The study shows that, as calcium intake increases without a corresponding increase in phosphorus, total phosphorus absorption falls and the risk for phosphorus deficiency rises. Phosphorus deficiency may render calcium supplementation less effective and could actually lead to increased bone loss.

Nearly 50 million American women are phosphorus deficient. Studies show that the incidence of phosphorus deficiency increases with age. These low intake levels could jeopardize bone-building therapies in post- menopausal, osteoporotic women. Individuals with low phosphorus intake are at an increased risk for low bone mass and fractures.

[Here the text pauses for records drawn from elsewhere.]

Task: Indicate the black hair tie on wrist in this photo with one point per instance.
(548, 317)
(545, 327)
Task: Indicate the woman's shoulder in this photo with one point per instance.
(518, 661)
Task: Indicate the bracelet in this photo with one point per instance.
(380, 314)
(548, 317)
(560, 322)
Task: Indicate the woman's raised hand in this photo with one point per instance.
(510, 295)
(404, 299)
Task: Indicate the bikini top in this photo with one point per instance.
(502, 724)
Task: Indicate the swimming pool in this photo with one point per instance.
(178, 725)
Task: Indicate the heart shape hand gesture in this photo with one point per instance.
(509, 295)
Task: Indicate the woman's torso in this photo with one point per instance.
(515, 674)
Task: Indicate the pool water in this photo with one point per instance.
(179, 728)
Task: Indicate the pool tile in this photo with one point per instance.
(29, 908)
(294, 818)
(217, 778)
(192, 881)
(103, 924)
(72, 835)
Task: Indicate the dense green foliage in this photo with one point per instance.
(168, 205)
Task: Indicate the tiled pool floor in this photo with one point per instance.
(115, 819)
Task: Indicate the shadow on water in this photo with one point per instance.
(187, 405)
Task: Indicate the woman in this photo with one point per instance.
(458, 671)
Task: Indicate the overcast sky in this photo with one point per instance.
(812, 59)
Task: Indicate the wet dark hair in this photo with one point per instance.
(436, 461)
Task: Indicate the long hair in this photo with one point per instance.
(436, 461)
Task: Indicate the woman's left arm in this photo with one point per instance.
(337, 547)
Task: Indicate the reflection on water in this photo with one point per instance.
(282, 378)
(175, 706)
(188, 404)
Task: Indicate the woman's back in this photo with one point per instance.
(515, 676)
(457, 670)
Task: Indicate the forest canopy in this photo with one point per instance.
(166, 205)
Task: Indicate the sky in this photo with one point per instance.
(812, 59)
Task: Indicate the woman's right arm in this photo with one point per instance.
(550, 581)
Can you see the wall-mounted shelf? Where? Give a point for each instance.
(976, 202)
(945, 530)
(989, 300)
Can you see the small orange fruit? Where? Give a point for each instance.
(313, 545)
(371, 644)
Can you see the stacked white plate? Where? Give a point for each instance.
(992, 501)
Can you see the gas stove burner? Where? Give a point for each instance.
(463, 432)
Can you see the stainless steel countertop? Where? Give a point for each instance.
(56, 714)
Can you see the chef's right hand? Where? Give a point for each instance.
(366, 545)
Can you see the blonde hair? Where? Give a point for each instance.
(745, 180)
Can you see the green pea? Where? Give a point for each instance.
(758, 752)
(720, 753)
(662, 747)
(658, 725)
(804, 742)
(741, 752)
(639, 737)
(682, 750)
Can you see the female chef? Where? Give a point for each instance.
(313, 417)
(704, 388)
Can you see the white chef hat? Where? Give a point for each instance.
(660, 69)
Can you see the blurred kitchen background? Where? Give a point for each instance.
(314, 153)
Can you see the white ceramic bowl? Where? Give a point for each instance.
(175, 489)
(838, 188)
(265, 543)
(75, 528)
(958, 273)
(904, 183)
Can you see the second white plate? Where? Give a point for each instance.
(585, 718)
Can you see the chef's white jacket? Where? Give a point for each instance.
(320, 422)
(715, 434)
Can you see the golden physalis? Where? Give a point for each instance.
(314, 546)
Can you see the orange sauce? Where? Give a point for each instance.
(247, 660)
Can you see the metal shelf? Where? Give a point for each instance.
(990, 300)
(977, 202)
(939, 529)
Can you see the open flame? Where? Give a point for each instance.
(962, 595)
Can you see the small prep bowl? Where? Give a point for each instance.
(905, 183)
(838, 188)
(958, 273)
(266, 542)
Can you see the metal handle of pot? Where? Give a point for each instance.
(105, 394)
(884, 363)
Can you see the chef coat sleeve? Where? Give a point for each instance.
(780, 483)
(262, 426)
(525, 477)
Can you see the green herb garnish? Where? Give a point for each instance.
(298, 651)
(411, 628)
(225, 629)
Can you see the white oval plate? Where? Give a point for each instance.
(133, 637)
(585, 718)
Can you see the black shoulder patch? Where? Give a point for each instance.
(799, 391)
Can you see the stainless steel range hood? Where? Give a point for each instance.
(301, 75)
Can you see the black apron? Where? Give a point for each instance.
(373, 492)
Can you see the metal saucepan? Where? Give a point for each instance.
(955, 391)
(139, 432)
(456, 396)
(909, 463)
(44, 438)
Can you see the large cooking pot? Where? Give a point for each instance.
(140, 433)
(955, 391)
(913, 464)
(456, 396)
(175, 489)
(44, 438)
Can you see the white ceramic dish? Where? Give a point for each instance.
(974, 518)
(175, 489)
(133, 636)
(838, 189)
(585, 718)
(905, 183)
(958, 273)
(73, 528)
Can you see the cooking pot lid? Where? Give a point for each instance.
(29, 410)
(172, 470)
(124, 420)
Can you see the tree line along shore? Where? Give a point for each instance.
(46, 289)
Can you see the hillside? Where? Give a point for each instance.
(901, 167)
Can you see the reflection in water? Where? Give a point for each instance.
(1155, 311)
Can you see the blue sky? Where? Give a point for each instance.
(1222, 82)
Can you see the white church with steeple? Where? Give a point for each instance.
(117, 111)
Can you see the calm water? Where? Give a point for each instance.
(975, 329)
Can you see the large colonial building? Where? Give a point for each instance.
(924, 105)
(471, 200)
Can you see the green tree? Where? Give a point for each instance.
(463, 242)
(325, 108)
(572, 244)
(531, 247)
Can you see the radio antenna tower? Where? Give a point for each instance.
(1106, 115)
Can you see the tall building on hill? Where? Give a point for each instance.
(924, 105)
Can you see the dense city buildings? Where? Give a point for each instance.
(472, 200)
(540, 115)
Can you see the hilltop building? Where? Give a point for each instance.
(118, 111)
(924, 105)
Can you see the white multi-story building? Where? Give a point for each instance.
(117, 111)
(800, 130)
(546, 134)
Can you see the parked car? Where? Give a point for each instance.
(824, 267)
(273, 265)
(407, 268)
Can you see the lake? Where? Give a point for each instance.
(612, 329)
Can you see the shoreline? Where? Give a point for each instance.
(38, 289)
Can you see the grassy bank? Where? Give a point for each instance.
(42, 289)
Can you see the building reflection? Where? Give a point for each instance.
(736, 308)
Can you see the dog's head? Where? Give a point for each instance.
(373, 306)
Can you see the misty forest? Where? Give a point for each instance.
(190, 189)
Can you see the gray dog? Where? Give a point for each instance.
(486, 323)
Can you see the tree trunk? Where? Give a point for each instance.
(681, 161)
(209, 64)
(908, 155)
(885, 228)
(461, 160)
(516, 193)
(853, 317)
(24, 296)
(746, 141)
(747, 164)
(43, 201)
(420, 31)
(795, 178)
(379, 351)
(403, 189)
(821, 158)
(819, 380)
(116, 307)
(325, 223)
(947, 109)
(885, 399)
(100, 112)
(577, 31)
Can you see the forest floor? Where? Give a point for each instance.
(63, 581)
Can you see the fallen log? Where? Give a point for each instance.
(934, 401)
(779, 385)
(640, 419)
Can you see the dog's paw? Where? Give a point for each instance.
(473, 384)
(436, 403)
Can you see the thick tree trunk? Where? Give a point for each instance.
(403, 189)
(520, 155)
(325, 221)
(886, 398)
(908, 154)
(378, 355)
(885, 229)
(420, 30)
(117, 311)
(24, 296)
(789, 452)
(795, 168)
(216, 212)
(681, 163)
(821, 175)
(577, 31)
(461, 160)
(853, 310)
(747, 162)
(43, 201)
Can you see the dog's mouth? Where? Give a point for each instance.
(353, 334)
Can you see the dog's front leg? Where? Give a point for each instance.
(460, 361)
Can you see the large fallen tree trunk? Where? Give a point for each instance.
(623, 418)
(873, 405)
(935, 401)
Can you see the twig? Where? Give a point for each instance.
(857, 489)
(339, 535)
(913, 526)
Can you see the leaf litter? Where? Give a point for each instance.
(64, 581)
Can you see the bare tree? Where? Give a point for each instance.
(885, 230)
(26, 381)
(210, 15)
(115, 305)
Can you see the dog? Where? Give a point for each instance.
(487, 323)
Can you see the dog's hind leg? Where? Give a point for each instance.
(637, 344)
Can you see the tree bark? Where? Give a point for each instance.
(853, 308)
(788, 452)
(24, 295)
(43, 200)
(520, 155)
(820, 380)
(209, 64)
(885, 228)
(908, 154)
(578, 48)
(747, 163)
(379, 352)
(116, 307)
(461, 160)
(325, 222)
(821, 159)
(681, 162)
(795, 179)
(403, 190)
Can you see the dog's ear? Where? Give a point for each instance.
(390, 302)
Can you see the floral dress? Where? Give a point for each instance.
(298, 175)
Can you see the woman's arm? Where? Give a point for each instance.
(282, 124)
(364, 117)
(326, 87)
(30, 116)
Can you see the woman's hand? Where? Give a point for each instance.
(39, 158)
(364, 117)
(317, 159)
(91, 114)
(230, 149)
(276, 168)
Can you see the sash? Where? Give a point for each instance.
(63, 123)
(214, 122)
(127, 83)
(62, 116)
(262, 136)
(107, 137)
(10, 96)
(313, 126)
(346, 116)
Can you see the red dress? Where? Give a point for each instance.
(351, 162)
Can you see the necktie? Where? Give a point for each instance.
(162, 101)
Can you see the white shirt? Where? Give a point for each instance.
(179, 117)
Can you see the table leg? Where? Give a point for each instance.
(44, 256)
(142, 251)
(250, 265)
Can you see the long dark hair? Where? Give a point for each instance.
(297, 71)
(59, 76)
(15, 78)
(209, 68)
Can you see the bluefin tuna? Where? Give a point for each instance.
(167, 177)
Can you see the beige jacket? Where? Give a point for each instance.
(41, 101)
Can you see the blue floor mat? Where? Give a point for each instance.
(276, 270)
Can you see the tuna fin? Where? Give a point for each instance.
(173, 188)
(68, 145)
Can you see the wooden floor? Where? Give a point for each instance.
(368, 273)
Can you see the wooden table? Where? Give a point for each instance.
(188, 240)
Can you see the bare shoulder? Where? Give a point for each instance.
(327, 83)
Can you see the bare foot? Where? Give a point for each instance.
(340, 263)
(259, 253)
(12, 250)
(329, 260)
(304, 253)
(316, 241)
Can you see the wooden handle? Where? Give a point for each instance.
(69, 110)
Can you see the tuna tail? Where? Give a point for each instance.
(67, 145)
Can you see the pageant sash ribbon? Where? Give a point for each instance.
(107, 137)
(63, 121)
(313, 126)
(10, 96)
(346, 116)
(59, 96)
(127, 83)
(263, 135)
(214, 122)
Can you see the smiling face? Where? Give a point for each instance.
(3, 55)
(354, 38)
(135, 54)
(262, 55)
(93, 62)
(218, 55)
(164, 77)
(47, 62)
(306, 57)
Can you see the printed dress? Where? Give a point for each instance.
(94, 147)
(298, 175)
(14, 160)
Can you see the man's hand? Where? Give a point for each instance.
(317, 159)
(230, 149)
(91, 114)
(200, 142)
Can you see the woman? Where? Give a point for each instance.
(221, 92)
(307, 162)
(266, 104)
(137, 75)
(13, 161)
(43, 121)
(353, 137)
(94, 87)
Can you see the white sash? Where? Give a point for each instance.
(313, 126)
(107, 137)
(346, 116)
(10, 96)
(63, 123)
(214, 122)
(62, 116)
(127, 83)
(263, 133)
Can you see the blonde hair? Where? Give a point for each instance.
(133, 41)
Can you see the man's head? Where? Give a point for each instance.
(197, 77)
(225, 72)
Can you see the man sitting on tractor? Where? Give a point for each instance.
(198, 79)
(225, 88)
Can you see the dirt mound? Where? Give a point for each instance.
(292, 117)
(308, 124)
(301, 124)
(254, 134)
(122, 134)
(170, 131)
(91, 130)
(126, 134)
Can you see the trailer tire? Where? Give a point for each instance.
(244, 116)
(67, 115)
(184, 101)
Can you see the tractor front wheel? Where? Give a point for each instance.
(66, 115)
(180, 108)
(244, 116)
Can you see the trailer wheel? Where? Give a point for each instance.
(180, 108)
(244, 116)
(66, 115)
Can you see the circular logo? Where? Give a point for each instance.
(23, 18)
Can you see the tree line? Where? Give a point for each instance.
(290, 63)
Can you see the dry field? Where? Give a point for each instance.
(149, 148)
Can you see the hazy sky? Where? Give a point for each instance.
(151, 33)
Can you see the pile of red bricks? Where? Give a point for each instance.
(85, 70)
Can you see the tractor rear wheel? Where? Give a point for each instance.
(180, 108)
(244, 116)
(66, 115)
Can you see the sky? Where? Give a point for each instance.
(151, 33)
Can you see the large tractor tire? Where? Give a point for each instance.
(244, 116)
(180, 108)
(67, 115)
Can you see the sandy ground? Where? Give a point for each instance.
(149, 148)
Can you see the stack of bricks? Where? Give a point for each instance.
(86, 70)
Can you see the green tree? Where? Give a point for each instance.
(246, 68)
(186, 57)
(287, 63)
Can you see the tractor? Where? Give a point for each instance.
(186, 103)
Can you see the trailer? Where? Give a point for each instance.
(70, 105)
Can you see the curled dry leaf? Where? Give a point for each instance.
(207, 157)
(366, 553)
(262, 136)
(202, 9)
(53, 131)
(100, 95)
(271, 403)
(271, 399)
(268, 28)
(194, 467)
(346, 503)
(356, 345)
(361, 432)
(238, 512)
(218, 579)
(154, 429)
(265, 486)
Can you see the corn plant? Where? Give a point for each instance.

Two facts prompted the study. First is the emergence of therapies for osteoporosis that require high doses of calcium in order to achieve an increase in bone mineral density. Second, such therapies are often concentrated in older patients who tend to have the lowest dietary intake of phosphorus. Since the high doses of calcium citrate or calcium carbonate used in calcium co-therapy can bind up to 500mg of phosphorus in the body, calcium co-therapy carries the risk of inducing phosphorus deficiency in patients with low dietary phosphorus intake.

Human bone is not made of calcium alone -- it is made of calcium phosphate. In fact, phosphorus accounts for approximately half of bone mass mineral. And while calcium consumption in the United States has increased substantially over the past decade, few supplements or food fortificants contain phosphorus.